One of the main selling points for Arizona's sneaky potential in 2013 was receiver Austin Hill. With the return of Hill and running back Ka'Deem Carey, the Wildcats had probably the best catch-run combo in the Pac-12. That figured to provide a considerable boon to whomever won the starting job at quarterback.
But now Hill is likely lost for the season with a torn ACL. What does that mean for the Wildcats?
It ain't good.
At the beginning of spring practices, you could say that the Wildcats were deep at receiver. Seven of the eight receivers on the bowl game depth chart were slated to return. But, really, a lot of that was Hill, second-team All-Pac-12, leading a group of promising young players.
Not to be Debbie Downer on this, but consider the situation now.
Hill and his 81 receptions for 1,364 yards and school-record-tying 11 TDs are gone, as are the 61 catches for 773 yards and five TDs from departed senior Dan Buckner.
Now, the situation isn't desperate. Far from it. There are a number of Pac-12 teams that would switch receivers with the Wildcats, even without Hill. And if Notre Dame transfer Davonte' Neal wins his appeal with the NCAA and is ruled immediately eligible, he could become a premier playmaker.
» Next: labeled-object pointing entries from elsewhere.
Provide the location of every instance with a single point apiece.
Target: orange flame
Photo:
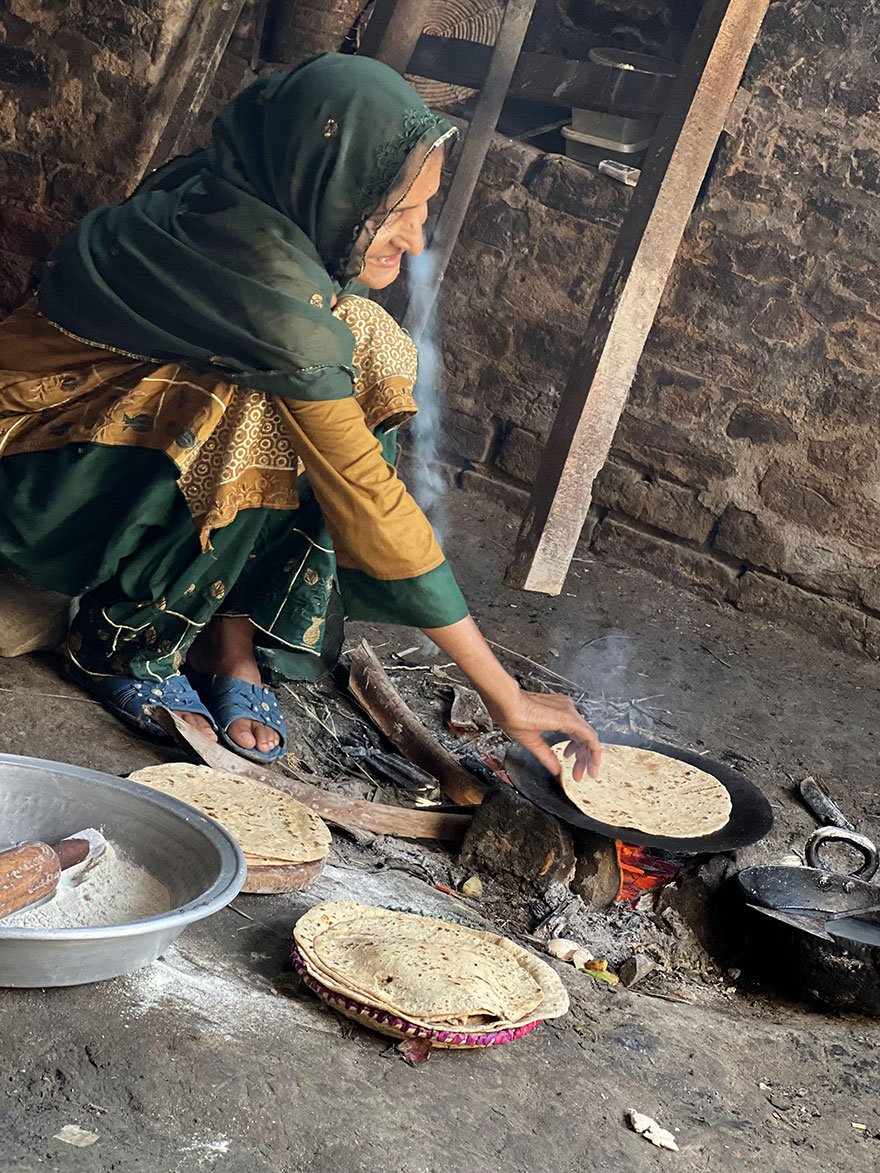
(642, 870)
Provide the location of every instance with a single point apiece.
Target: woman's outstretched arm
(523, 716)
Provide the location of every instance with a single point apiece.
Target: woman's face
(401, 231)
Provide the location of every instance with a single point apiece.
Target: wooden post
(514, 25)
(630, 291)
(392, 31)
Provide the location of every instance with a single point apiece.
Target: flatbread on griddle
(428, 971)
(271, 827)
(648, 792)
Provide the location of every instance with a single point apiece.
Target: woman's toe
(242, 733)
(266, 739)
(200, 724)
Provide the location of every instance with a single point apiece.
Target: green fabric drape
(229, 258)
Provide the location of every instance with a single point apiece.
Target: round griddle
(750, 819)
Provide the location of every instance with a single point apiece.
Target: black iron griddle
(750, 819)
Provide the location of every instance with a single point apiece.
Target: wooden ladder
(391, 35)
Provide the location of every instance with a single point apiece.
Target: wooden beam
(630, 291)
(212, 45)
(392, 31)
(472, 156)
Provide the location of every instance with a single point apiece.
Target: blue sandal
(127, 698)
(231, 699)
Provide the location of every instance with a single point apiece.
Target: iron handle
(862, 845)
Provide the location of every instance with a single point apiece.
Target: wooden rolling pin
(31, 872)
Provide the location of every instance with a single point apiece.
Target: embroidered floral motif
(312, 634)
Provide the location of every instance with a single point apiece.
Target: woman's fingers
(545, 712)
(541, 750)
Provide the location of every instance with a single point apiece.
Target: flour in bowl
(103, 889)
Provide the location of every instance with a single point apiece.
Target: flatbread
(648, 792)
(271, 827)
(428, 971)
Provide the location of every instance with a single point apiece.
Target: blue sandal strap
(231, 699)
(128, 698)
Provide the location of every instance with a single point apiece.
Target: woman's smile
(391, 262)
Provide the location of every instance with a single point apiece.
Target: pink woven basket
(399, 1028)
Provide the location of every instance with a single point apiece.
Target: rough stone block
(21, 177)
(661, 503)
(466, 436)
(854, 455)
(784, 323)
(667, 560)
(15, 279)
(512, 496)
(569, 188)
(500, 224)
(22, 67)
(865, 168)
(855, 345)
(665, 449)
(759, 425)
(478, 265)
(677, 395)
(506, 163)
(508, 836)
(597, 875)
(827, 507)
(520, 454)
(844, 626)
(749, 537)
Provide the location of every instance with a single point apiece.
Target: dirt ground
(215, 1057)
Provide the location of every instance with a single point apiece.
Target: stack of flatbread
(648, 792)
(405, 974)
(284, 842)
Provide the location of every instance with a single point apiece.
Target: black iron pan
(813, 931)
(751, 816)
(837, 904)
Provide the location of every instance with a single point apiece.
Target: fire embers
(643, 869)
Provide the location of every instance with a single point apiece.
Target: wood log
(354, 813)
(372, 689)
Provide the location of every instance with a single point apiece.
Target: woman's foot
(225, 648)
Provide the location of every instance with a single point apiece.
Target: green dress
(184, 427)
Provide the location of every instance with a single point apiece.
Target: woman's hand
(523, 716)
(526, 716)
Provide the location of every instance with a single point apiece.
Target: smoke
(617, 696)
(425, 477)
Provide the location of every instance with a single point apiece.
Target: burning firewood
(371, 686)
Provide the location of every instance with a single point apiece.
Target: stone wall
(85, 89)
(746, 461)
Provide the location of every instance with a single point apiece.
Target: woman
(198, 413)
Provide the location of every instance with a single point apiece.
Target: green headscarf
(230, 257)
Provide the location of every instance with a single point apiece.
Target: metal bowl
(197, 860)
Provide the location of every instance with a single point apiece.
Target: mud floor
(217, 1058)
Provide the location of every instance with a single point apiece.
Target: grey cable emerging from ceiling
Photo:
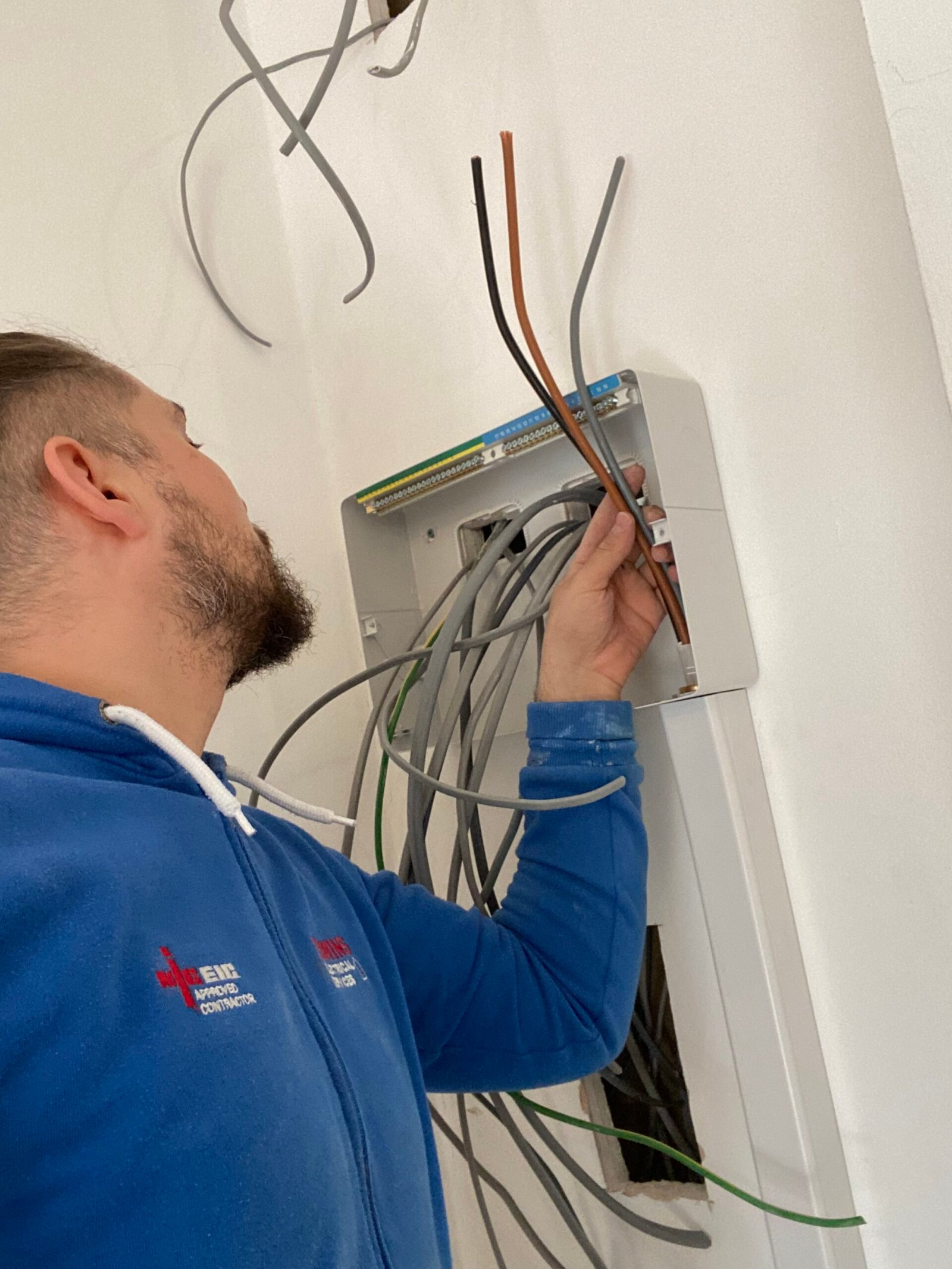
(290, 118)
(328, 73)
(594, 423)
(193, 140)
(414, 39)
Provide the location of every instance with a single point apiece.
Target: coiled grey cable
(193, 140)
(594, 423)
(498, 1188)
(499, 606)
(508, 804)
(663, 1233)
(289, 116)
(430, 690)
(328, 73)
(497, 592)
(413, 41)
(496, 692)
(549, 1182)
(477, 1182)
(371, 729)
(416, 654)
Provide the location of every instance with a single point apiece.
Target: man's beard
(238, 600)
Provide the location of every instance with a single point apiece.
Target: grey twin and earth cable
(430, 691)
(664, 1233)
(193, 140)
(496, 692)
(498, 607)
(498, 1188)
(371, 729)
(333, 54)
(477, 1183)
(328, 73)
(594, 423)
(505, 594)
(546, 1178)
(339, 690)
(525, 568)
(413, 41)
(290, 118)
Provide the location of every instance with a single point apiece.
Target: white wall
(762, 246)
(97, 103)
(912, 47)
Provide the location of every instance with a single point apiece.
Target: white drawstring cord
(203, 776)
(291, 804)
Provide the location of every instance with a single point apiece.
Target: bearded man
(217, 1035)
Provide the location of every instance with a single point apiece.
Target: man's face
(234, 596)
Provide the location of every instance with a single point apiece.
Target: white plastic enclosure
(739, 994)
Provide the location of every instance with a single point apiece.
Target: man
(216, 1041)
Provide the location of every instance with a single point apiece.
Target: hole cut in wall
(474, 535)
(645, 1092)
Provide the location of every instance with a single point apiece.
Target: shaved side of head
(50, 387)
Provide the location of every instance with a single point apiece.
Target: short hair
(50, 386)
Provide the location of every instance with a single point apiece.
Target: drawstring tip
(244, 823)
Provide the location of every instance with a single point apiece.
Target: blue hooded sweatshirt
(215, 1048)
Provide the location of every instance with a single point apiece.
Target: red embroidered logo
(215, 985)
(331, 950)
(340, 964)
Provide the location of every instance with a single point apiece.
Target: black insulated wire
(497, 300)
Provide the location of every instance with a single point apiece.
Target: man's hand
(605, 612)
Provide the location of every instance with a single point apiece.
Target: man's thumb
(611, 554)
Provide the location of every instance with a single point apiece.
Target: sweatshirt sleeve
(543, 991)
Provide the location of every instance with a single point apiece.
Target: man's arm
(543, 991)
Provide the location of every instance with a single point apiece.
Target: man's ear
(87, 484)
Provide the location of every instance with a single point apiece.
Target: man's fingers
(606, 510)
(602, 561)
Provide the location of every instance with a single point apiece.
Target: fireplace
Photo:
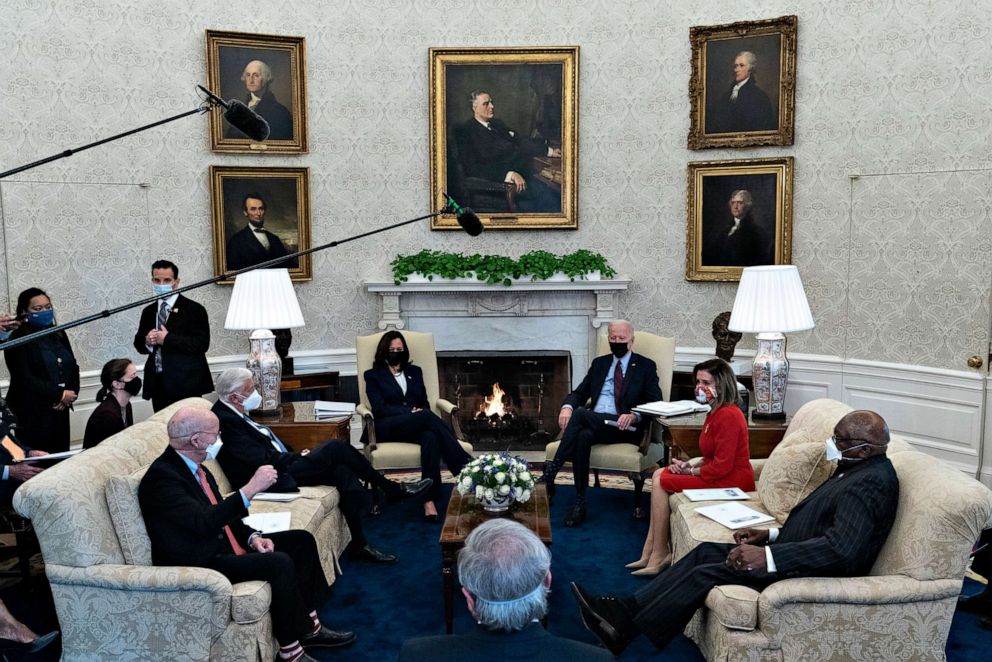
(506, 400)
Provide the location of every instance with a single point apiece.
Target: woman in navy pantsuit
(396, 392)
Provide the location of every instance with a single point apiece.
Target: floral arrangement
(496, 477)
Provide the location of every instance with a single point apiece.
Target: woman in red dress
(726, 461)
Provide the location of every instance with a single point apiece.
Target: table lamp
(262, 300)
(770, 302)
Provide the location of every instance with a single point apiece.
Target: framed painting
(504, 132)
(739, 214)
(260, 214)
(268, 74)
(742, 91)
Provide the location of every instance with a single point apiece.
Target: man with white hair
(257, 77)
(505, 573)
(249, 445)
(615, 384)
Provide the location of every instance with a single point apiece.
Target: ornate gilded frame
(283, 189)
(227, 55)
(748, 33)
(563, 174)
(712, 200)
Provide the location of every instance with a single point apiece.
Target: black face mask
(133, 387)
(619, 349)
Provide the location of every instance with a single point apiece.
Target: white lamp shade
(263, 299)
(771, 299)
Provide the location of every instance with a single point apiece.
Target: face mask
(253, 401)
(133, 387)
(42, 318)
(619, 349)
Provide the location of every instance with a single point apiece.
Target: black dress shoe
(610, 628)
(373, 555)
(405, 491)
(576, 515)
(325, 638)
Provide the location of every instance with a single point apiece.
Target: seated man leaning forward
(249, 445)
(505, 572)
(191, 524)
(837, 531)
(616, 383)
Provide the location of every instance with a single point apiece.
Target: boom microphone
(241, 117)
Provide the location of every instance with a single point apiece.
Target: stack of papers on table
(734, 515)
(676, 408)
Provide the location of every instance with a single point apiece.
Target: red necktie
(617, 386)
(202, 477)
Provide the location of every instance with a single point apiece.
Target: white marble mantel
(526, 315)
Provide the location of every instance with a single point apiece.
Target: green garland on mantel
(495, 269)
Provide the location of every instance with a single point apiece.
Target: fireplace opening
(506, 400)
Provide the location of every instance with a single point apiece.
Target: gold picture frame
(518, 170)
(284, 194)
(742, 92)
(268, 71)
(739, 213)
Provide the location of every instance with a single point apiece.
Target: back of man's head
(505, 566)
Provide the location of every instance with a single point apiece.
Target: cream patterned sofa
(902, 611)
(112, 603)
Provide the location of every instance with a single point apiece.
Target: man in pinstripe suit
(837, 531)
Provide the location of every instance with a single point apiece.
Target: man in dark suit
(249, 445)
(190, 524)
(254, 244)
(175, 334)
(745, 106)
(837, 531)
(505, 572)
(257, 77)
(489, 149)
(616, 383)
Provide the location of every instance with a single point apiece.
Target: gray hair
(504, 565)
(231, 381)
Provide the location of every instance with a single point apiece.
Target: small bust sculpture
(726, 340)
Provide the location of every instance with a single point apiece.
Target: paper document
(269, 522)
(716, 494)
(734, 515)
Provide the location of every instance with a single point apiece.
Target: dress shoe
(576, 515)
(372, 555)
(605, 620)
(325, 638)
(404, 491)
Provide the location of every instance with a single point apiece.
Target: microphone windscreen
(470, 222)
(247, 121)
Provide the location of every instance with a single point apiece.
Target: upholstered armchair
(634, 460)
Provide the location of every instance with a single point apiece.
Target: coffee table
(463, 515)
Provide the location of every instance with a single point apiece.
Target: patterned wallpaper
(883, 87)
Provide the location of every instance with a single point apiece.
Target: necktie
(201, 475)
(617, 386)
(163, 315)
(16, 452)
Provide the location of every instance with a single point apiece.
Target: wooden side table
(681, 435)
(297, 426)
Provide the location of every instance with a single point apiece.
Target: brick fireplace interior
(506, 400)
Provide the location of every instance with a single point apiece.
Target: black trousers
(293, 571)
(585, 429)
(436, 440)
(668, 603)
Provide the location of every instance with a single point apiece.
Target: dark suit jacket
(246, 449)
(243, 250)
(184, 528)
(839, 529)
(640, 384)
(185, 372)
(481, 644)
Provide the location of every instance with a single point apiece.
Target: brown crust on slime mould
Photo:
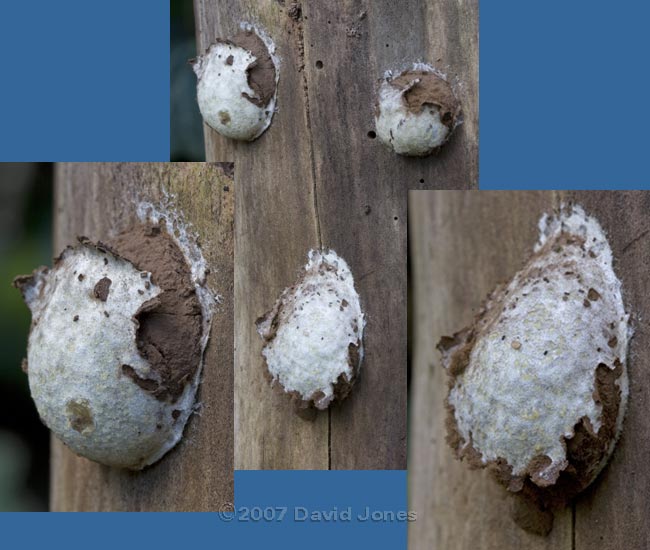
(169, 331)
(261, 73)
(427, 88)
(586, 450)
(102, 288)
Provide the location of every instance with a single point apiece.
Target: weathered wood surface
(462, 245)
(316, 178)
(98, 200)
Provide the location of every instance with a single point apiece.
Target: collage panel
(529, 386)
(130, 349)
(330, 115)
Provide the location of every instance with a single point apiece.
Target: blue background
(84, 80)
(313, 490)
(564, 94)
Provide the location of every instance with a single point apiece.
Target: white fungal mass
(86, 374)
(315, 331)
(224, 94)
(531, 372)
(413, 134)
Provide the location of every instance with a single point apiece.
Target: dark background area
(185, 119)
(25, 243)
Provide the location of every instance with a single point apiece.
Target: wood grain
(316, 179)
(463, 244)
(99, 200)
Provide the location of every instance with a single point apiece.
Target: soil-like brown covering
(585, 451)
(169, 331)
(427, 88)
(261, 73)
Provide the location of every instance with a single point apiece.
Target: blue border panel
(84, 80)
(564, 94)
(273, 509)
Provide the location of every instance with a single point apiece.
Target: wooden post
(317, 179)
(98, 200)
(462, 245)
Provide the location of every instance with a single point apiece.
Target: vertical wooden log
(98, 200)
(317, 178)
(462, 245)
(614, 512)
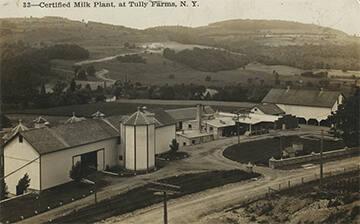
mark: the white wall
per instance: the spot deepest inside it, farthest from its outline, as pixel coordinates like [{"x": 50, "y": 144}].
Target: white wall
[
  {"x": 143, "y": 141},
  {"x": 55, "y": 167},
  {"x": 318, "y": 113},
  {"x": 164, "y": 136},
  {"x": 256, "y": 110},
  {"x": 129, "y": 146},
  {"x": 194, "y": 125},
  {"x": 16, "y": 155}
]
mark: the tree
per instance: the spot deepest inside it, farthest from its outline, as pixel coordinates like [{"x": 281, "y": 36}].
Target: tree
[
  {"x": 345, "y": 122},
  {"x": 174, "y": 147},
  {"x": 82, "y": 75},
  {"x": 23, "y": 184},
  {"x": 91, "y": 70},
  {"x": 72, "y": 85},
  {"x": 3, "y": 190},
  {"x": 77, "y": 172}
]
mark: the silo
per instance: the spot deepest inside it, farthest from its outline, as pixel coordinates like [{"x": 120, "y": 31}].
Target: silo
[{"x": 138, "y": 139}]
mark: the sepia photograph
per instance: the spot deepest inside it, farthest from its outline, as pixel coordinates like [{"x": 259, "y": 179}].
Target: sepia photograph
[{"x": 180, "y": 111}]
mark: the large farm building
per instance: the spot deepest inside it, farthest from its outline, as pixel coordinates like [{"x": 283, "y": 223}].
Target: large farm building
[
  {"x": 47, "y": 153},
  {"x": 309, "y": 106}
]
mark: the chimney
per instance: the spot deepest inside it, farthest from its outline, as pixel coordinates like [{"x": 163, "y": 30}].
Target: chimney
[
  {"x": 287, "y": 88},
  {"x": 199, "y": 116}
]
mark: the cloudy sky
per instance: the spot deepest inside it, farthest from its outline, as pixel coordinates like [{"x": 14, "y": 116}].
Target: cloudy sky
[{"x": 339, "y": 14}]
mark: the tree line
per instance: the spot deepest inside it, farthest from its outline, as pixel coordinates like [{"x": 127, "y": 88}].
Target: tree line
[{"x": 24, "y": 69}]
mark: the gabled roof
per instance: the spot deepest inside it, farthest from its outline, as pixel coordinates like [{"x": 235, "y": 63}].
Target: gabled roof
[
  {"x": 139, "y": 118},
  {"x": 162, "y": 118},
  {"x": 15, "y": 130},
  {"x": 316, "y": 98},
  {"x": 269, "y": 108},
  {"x": 51, "y": 139},
  {"x": 189, "y": 113}
]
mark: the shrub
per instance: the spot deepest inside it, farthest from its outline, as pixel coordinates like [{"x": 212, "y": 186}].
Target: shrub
[
  {"x": 77, "y": 172},
  {"x": 174, "y": 147}
]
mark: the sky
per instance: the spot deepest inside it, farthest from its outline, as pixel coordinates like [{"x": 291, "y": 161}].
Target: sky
[{"x": 339, "y": 14}]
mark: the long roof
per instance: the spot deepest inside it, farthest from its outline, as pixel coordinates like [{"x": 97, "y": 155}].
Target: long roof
[
  {"x": 51, "y": 139},
  {"x": 188, "y": 113},
  {"x": 139, "y": 118},
  {"x": 316, "y": 98},
  {"x": 269, "y": 108}
]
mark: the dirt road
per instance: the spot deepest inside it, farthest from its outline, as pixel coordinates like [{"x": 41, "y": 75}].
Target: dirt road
[
  {"x": 203, "y": 157},
  {"x": 192, "y": 208}
]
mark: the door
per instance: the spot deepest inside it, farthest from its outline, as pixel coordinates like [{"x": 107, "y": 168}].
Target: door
[{"x": 89, "y": 161}]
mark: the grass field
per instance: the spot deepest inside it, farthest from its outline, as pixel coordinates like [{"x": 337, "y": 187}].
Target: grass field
[
  {"x": 336, "y": 202},
  {"x": 26, "y": 206},
  {"x": 259, "y": 152},
  {"x": 142, "y": 196}
]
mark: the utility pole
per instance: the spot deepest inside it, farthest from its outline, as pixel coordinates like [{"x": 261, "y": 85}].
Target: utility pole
[
  {"x": 165, "y": 208},
  {"x": 321, "y": 154},
  {"x": 165, "y": 190}
]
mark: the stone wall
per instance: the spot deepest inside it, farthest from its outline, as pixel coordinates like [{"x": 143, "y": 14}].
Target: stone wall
[{"x": 314, "y": 157}]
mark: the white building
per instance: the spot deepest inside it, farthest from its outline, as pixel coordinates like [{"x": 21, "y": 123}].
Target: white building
[
  {"x": 309, "y": 106},
  {"x": 47, "y": 153}
]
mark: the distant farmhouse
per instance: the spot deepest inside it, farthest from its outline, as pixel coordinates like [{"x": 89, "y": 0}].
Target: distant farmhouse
[
  {"x": 309, "y": 106},
  {"x": 47, "y": 153}
]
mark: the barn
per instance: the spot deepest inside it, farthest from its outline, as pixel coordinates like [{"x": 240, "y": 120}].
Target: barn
[
  {"x": 309, "y": 106},
  {"x": 47, "y": 153}
]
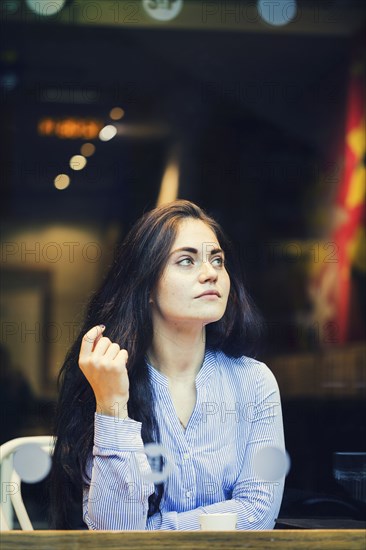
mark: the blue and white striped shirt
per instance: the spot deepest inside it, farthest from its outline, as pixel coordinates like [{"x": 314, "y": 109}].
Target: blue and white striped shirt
[{"x": 237, "y": 417}]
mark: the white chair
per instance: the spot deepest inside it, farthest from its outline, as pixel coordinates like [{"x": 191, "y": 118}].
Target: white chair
[{"x": 11, "y": 482}]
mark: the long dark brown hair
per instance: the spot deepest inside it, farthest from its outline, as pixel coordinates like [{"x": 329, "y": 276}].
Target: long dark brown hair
[{"x": 122, "y": 304}]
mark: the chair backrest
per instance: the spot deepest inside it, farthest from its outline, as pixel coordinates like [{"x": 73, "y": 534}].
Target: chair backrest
[{"x": 11, "y": 482}]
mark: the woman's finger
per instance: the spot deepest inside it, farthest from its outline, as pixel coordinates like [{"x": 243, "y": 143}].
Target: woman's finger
[
  {"x": 90, "y": 340},
  {"x": 112, "y": 352}
]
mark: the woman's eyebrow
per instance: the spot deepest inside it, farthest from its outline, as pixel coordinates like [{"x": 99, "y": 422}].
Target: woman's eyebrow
[{"x": 211, "y": 251}]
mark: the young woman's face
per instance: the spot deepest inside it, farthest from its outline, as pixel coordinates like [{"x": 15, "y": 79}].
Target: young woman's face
[{"x": 195, "y": 284}]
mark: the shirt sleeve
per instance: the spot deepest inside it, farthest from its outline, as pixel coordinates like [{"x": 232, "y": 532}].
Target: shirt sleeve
[
  {"x": 258, "y": 491},
  {"x": 116, "y": 498}
]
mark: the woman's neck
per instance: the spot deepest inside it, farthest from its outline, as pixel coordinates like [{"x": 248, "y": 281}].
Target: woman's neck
[{"x": 177, "y": 354}]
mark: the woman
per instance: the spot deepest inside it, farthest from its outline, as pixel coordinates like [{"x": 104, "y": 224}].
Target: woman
[{"x": 168, "y": 365}]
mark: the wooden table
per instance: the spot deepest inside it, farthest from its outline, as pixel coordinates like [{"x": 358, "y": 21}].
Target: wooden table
[{"x": 340, "y": 539}]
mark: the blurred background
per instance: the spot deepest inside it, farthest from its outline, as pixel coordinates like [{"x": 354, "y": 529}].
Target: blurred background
[{"x": 254, "y": 110}]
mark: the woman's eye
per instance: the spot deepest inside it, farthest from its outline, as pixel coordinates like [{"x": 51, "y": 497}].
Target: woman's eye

Further, there's plenty of intriguing talent with a mixture of size, speed and experience, a list topped by 6-foot-4 Terrence Miller, who won a year back due to a medical waiver from the NCAA, junior Tyler Slavin and junior Garic Wharton. The redshirt freshmen had solid springs, including Trey Griffey, Clive Georges and Jarrell Bennett. Further, as many as six incoming signees could end up as receivers.
Again, not desperate.
But Hill was a game-changer. He wasn't a burner, but his hands were as good as any player in the conference. He bailed out quarterback Matt Scott many times last year, and any ball he could get a finger on was likely to be caught.
Hill, a redshirt junior, could rush through his rehab and return sometime next fall. His plan likely was to enter the 2014 NFL draft. Now he has the option of coming back in 2014 as a senior, perhaps to buoy his NFL stock and overcome injury concerns.
But that's a future issue for Hill and the Wildcats.
The present problem for Arizona is a perceived strength now has become a question mark. The Wildcats have now become a team looking for a go-to target in the passing game.
Of course, a present Arizona receiver might see that as an opportunity, not a problem.